Thursday, May 11, 2006
Don't Give Away Your Hard-Earned Expertise
An expert who's been working with attorneys for 30 plus years shared some fascinating stories with me this week. Unfortunately, as is often the case, the best stories can't be told : )
But one tale about handling the initial inquiry from a prospective client really struck me because it is a hazard I frequently encounter myself. In one of his "if I'd known then what I know now" vignettes, he lamented sometimes giving out too much information in that very first call from an attorney regarding a specific case. "They call you, give the basics of the case, then proceed to pick your brain for half an hour or more. Then, at the end of the phone call, it's, 'Thank you so much. I'll be in touch.' And you never hear from them again."

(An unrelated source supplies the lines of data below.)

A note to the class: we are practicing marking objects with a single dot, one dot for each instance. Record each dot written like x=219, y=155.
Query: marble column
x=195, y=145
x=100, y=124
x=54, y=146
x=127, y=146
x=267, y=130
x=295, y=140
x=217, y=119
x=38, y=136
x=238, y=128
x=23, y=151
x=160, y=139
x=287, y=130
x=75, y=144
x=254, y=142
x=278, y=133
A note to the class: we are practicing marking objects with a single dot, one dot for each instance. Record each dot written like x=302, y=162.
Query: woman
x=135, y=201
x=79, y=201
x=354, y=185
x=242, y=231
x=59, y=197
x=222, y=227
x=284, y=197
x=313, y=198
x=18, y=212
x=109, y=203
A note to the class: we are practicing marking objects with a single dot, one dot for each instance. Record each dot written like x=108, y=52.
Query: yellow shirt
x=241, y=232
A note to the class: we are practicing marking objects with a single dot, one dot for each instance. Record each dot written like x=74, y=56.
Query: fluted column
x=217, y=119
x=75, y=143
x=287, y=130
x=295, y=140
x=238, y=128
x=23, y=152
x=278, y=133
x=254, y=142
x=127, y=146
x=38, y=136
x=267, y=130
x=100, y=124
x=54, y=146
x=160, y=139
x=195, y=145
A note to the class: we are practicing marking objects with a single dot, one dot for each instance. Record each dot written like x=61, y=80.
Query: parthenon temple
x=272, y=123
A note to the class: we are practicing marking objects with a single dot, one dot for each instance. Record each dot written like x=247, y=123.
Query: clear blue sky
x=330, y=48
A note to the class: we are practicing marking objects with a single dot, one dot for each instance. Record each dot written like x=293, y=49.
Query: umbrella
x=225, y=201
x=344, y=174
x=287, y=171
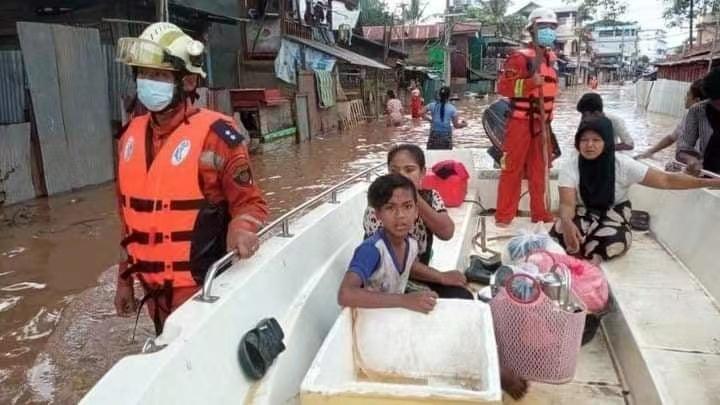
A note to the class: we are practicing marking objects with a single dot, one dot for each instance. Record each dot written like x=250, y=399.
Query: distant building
x=616, y=48
x=571, y=44
x=706, y=29
x=653, y=44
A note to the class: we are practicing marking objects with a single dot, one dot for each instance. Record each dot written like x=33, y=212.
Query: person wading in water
x=443, y=116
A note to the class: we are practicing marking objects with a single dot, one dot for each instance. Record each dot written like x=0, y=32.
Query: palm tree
x=494, y=13
x=414, y=13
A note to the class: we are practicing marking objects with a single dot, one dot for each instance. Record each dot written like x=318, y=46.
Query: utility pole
x=402, y=27
x=448, y=33
x=692, y=16
x=715, y=40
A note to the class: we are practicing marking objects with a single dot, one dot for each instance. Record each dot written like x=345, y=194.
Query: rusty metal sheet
x=67, y=75
x=15, y=174
x=83, y=82
x=12, y=87
x=340, y=53
x=36, y=41
x=223, y=8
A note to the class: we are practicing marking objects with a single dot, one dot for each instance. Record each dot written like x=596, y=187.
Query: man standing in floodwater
x=527, y=74
x=185, y=185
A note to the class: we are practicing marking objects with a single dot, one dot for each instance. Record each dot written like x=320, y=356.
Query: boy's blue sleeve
x=365, y=261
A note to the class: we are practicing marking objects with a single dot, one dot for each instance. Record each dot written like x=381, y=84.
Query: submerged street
x=60, y=332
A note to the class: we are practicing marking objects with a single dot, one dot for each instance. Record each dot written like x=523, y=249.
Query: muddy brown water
x=58, y=329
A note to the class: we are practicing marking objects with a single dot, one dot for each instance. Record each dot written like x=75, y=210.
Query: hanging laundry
x=325, y=88
x=287, y=61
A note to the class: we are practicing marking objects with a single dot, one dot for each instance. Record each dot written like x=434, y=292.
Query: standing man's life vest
x=161, y=203
x=523, y=103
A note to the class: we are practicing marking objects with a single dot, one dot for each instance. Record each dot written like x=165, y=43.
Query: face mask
x=155, y=95
x=546, y=37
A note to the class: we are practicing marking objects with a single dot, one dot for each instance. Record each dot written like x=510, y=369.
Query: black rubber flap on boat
x=480, y=270
x=592, y=324
x=640, y=220
x=260, y=347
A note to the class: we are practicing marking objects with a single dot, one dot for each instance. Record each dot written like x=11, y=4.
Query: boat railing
x=705, y=173
x=283, y=224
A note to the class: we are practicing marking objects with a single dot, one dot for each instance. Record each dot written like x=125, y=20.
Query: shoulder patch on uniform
x=227, y=133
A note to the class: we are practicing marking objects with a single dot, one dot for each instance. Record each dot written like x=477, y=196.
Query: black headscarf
x=597, y=176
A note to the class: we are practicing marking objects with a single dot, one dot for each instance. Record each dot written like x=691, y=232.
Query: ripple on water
x=40, y=326
x=25, y=285
x=13, y=252
x=7, y=303
x=41, y=379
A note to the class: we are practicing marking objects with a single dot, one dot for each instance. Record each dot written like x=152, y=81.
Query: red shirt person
x=526, y=74
x=185, y=183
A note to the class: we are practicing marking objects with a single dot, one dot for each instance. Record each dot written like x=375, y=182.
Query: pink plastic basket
x=537, y=341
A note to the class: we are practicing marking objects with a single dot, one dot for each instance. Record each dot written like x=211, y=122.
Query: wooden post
x=328, y=16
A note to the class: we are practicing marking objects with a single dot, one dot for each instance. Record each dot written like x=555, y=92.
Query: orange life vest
x=522, y=106
x=160, y=205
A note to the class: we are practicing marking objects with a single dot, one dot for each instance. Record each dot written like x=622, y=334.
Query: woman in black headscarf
x=594, y=187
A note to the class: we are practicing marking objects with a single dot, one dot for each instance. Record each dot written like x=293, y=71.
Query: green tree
x=494, y=13
x=677, y=12
x=414, y=13
x=603, y=9
x=373, y=12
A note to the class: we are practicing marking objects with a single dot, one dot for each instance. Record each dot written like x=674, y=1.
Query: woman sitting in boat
x=433, y=219
x=594, y=184
x=443, y=116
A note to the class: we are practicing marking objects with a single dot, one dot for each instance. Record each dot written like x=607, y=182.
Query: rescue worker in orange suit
x=523, y=75
x=185, y=185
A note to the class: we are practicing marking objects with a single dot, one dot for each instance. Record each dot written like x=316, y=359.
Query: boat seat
x=665, y=327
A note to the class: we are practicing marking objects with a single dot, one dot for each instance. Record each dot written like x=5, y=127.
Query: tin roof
x=419, y=32
x=340, y=53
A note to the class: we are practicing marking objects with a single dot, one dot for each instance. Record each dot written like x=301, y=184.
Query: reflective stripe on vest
x=160, y=206
x=521, y=105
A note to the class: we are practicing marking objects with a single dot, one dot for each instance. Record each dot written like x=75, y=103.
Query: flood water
x=58, y=329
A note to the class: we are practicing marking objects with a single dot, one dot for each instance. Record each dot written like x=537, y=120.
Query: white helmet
x=541, y=15
x=162, y=46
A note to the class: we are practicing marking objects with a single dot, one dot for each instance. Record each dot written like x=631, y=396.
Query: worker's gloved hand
x=245, y=242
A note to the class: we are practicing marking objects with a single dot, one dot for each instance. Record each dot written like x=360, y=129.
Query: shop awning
x=340, y=53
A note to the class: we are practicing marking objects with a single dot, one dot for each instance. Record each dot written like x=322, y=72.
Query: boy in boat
x=382, y=264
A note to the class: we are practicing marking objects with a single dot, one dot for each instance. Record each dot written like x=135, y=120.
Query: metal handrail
x=284, y=223
x=703, y=172
x=682, y=165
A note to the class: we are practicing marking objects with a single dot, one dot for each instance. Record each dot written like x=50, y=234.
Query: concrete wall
x=275, y=118
x=668, y=97
x=642, y=93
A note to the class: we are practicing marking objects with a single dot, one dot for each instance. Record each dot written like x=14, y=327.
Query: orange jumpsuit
x=224, y=176
x=523, y=144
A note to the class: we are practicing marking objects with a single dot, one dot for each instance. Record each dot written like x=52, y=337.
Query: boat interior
x=659, y=344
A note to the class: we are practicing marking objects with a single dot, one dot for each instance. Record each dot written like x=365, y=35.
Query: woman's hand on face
x=571, y=236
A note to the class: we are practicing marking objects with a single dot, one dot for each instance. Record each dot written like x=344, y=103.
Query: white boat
x=661, y=342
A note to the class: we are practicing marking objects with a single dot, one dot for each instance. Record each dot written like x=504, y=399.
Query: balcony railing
x=297, y=29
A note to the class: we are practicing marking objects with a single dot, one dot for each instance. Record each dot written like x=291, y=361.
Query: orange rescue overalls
x=523, y=144
x=178, y=194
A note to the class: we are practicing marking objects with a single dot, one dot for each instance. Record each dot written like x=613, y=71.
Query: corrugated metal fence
x=120, y=81
x=12, y=87
x=13, y=100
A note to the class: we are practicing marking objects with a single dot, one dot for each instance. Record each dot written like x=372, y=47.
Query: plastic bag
x=527, y=242
x=589, y=283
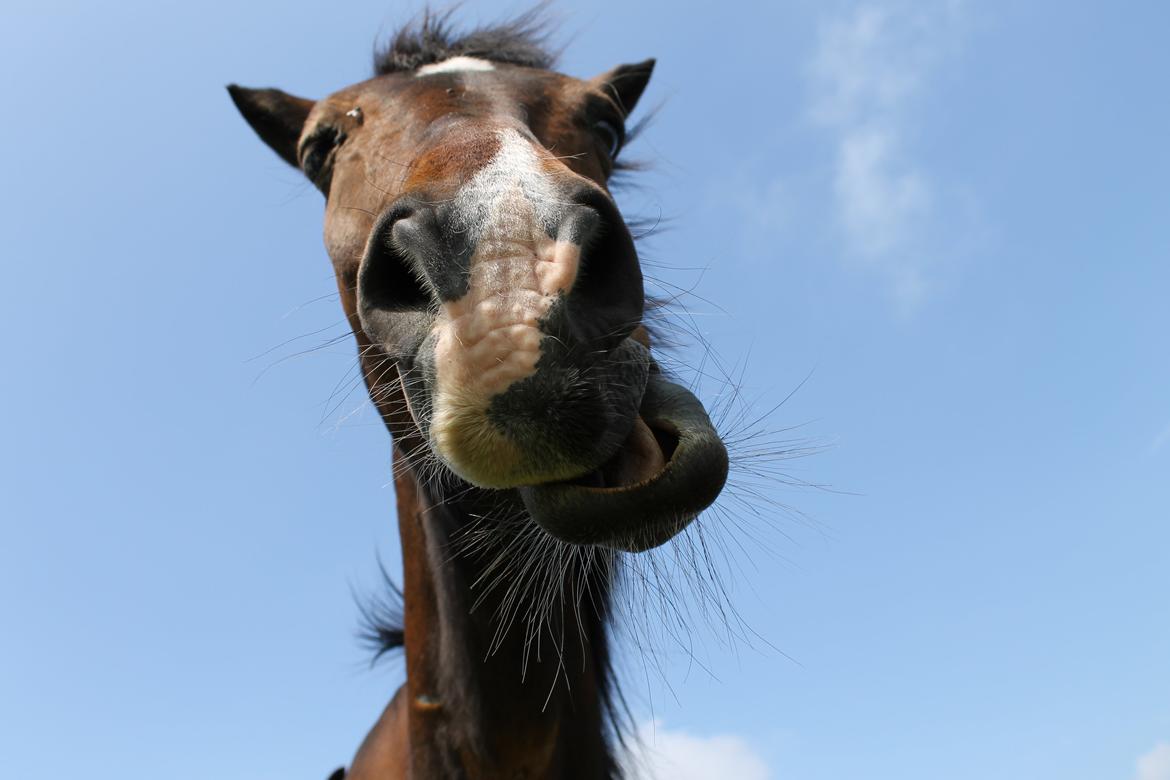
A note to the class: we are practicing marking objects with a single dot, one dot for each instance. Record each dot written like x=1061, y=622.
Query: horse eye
x=610, y=137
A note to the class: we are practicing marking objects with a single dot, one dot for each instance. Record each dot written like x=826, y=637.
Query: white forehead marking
x=453, y=64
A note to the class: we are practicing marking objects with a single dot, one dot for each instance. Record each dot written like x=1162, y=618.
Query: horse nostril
x=389, y=280
x=607, y=299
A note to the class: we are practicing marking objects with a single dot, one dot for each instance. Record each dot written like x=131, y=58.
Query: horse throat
x=531, y=703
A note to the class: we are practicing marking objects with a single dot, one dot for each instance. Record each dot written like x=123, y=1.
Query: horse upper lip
x=639, y=499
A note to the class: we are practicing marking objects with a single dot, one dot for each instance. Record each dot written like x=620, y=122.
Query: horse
x=497, y=302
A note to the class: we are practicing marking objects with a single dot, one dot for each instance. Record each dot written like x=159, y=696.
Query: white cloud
x=1155, y=765
x=667, y=754
x=868, y=67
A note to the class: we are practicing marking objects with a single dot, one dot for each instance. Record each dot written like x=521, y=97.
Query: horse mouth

Too often, in an effort to demonstrate competence, credentials, and overall expertise, consultants 'give away the store' on that initial contact. Usually, you hear a distant warning bell indicating this, but the desire to close the prospect and work on the case prevails, and you keep talking, especially with encouragement from the attorney, who of course is encouraging - he's getting valuable information!
The best way to avoid falling into this trap is to compose a set of standard responses to choose from so you do not have to scramble on the spur of the moment. For example, after you've heard the basics of the case -- "Mr. Smith, based on the information you've given me, it sounds as though you have a legitimate claim of liability. To fully and completely evaluate the specifics of this case, I would need to see the documents, evidence, etc." You could then add a statement such as, "How would you like to proceed?" but I find that silence is truly golden. Wait for a response.
If you continue to feel pushed to provide free consulting, don't hesitate to say, "Mr. Smith, the fee for my expert consulting services is $XXX an hour. I can fax or email an agreement if you would like to retain my services on this case."
Play around with possible scenarios, responses you might get back, and different things you could possibly say to create goodwill with the prospect while not giving away your services and expertise.